The city has cleaned flood debris and widened parts of Peters Creek, but is still negotiating with Roanoke County on the location of upstream retention ponds. Even when it's all done, there are no guarantees against a 100-year flood like the one 10 years ago.

With two sump pumps in her basement, Ruby Edwards waits for the next one.

"I told them, the next time I'm going to worry so much I'll have a heart attack," she said she's told city employees. "They don't do nothing. But they sure will send me a tax ticket."

Norma Pawlowski of 364 Arbor Ave.
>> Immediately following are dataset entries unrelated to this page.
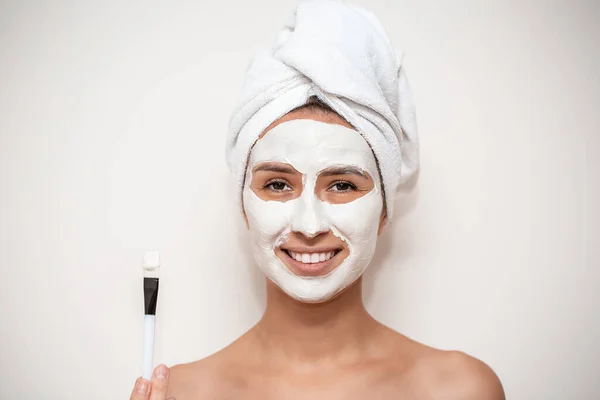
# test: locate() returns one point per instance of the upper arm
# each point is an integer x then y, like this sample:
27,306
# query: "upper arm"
474,380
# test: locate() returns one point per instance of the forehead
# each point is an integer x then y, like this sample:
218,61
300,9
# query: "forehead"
311,146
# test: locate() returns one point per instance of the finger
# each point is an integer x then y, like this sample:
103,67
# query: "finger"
160,382
140,390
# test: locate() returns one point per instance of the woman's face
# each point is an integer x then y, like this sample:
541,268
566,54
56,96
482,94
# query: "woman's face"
313,203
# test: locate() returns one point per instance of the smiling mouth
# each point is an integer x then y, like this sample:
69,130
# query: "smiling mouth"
310,263
311,258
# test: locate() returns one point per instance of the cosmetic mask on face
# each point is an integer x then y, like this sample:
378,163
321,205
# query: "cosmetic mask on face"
311,147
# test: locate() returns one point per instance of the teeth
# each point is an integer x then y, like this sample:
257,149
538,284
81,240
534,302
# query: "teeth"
311,258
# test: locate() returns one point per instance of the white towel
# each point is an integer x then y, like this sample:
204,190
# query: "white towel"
342,54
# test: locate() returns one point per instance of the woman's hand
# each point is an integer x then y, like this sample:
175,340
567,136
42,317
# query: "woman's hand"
155,390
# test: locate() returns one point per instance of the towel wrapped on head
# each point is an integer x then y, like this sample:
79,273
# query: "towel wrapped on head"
341,54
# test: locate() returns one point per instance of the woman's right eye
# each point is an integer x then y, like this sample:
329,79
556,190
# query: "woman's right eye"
278,186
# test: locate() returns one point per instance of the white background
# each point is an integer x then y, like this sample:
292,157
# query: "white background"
112,129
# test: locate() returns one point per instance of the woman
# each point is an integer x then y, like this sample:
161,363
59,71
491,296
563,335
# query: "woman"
316,192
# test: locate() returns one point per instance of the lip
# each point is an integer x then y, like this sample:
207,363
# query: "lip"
313,269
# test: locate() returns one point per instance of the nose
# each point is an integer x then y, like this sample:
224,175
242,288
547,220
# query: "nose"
309,220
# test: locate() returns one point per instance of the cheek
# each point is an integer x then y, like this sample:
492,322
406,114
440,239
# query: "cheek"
358,220
267,218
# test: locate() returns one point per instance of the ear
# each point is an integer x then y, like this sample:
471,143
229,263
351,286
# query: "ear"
382,222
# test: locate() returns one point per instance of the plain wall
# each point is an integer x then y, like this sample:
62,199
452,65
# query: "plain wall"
112,129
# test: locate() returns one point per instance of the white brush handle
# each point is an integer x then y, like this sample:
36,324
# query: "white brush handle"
149,322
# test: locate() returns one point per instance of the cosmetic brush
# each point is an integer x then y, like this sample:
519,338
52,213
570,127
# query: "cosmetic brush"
151,264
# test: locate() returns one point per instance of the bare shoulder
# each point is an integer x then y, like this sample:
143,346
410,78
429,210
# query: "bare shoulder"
456,375
205,378
462,376
191,379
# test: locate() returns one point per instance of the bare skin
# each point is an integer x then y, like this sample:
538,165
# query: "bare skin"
332,350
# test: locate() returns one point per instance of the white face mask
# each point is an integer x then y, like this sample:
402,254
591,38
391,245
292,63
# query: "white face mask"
311,147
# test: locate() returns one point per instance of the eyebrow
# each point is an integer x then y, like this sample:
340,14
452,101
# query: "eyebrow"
284,169
344,171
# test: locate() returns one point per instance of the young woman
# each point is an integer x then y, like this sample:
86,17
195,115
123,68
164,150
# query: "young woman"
316,191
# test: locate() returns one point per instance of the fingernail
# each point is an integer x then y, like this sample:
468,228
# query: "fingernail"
142,386
161,372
S.E. watched the flood of 1985 rip deeply cemented clothesline poles right out of the ground, and she doesn't want to see it again.

After two or three days of rain, she eyes the Roanoke River, just around the corner from her house, with apprehension.
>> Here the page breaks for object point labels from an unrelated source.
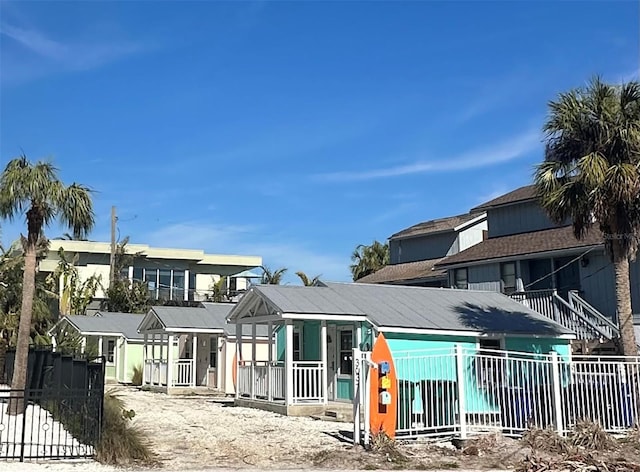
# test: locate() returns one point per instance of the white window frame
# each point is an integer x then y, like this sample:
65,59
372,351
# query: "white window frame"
339,331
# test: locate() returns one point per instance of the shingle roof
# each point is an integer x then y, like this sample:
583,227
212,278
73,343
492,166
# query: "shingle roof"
434,226
211,316
125,324
518,195
396,306
405,272
553,239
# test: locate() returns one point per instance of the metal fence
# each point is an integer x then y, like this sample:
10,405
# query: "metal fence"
59,414
53,424
467,392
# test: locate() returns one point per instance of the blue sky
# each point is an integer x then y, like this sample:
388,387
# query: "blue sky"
294,130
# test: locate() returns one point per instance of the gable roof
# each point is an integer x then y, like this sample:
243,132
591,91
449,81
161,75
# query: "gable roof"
402,308
439,225
106,324
521,194
419,270
523,244
209,318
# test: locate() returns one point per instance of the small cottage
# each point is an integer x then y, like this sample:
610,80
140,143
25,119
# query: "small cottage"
315,329
190,348
112,335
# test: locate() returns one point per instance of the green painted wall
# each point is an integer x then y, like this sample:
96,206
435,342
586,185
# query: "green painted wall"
134,358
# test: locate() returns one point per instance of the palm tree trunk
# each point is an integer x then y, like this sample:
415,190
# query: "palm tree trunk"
19,380
623,300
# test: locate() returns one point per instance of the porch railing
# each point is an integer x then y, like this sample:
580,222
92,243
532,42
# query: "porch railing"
581,318
307,381
588,311
183,373
155,372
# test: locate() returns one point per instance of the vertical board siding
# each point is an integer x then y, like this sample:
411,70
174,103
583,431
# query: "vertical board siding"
485,277
519,218
597,281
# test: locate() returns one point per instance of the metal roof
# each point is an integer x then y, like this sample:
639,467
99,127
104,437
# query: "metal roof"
210,317
125,324
404,307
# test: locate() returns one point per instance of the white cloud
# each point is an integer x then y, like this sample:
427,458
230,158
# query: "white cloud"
52,55
497,154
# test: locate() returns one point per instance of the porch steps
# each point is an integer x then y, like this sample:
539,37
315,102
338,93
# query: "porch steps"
341,413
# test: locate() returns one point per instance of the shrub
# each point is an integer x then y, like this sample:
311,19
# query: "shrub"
121,443
136,378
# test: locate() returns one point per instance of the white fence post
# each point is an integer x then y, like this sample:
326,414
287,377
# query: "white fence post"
462,413
557,392
357,395
367,398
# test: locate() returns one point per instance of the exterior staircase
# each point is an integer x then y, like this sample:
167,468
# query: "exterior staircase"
575,313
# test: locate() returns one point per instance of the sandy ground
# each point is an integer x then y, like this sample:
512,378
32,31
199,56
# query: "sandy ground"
201,434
Her house is on high enough ground that she and her husband, Casey, didn't have it so bad in 1985. Their basement flooded, they had a foot or more of water on the first floor, and they lost Pierre, a toy poodle, and two kittens in the basement.

But neighbors on lower ground lost more stuff, and the Pawlowskis, in one of the bigger brick homes on the quiet street, are taking their chances.

Norma Pawlowski can tell a harrowing story about how she and a dozen other workers at the former American Balance plant in Southeast Roanoke were lifted out of there by helicopter during the flood of 1985.

"It's something to tell your grandkids about," she said, "and hope it don't ever happen again."

Flood evacuation's still on the agenda for tenant meetings at Salem's large Willow River apartment complex.

Manager Jamie Hays says Salem's emergency coordinator tries to come every year or so. New tenants need to know about the floods of 1978, 1985 and 1992.

Ten years ago, hundreds of tenants in the complex along the Roanoke River at Electric Road and Apperson Drive lost everything but their lives - cars, clothes, furniture, family photo albums.

The federal government paid for $2 million in flood repairs so that more tenants could take their places. Then Willow River was hit with another flood in 1992. Once again the apartments were cleaned up and rerented.

People still live in the particularly vulnerable ground-level apartments.

Bonnie Tate and her roommates know the chances they're taking by living there. Tate lives with two other women, a baby and a dog in an apartment at 1609 Lancing Dr.

When the river rose in heavy rains a few months ago, Tate and the others headed for higher ground. There was no flood after all, but she said, "I couldn't get the pictures out fast enough."

Ramey's Mobile Home Park in Salem is another Roanoke Valley spot where people keep on living in spite of floods.

The park was built along Mason Creek near Electric Road and the Salem Turnpike 42 years ago. Much of the big park never floods, but the street right along the creek does often.

Trailers closest to the creek floated away like tugboats in 1985, and things could be getting worse, not better.

Manager Mary Janey said the creek rose in January and again in June this year, and it ripped the underskirting of several mobile homes. Park owners spent $2,800 per trailer to build 6-foot columns - 3 feet above ground, 3 feet below - in hopes they could raise the creekside trailers beyond the reach of floodwaters.

Nevertheless, Janey said, the city of Salem has forbidden her to place any new tenants along the creek. She said park owners will contest the decision.

Janey blames the flooding on development by other businesses along the creek.

Pat Counts, Salem's deputy coordinator for emergency services, agreed that the increase in concrete and pavement in that part of the city is a major factor. "There's no place for the water to go," he said.

The water rises far too often for Brenda Bandy. She's seen it above her knees in her yard this year. Her new next-door neighbor pulled her trailer out as soon as she heard the flood stories.

"This place ain't worth living in," said Bandy. She and her husband, Bill, daughter Billie, 10, and son Clayton, 7, want to leave, but it costs too much to rent a new lot and move their trailer.

When tenants complained recently, she said, "The owners said if they didn't like it here, to move out. There's people in here who work hard and don't have the money to move out."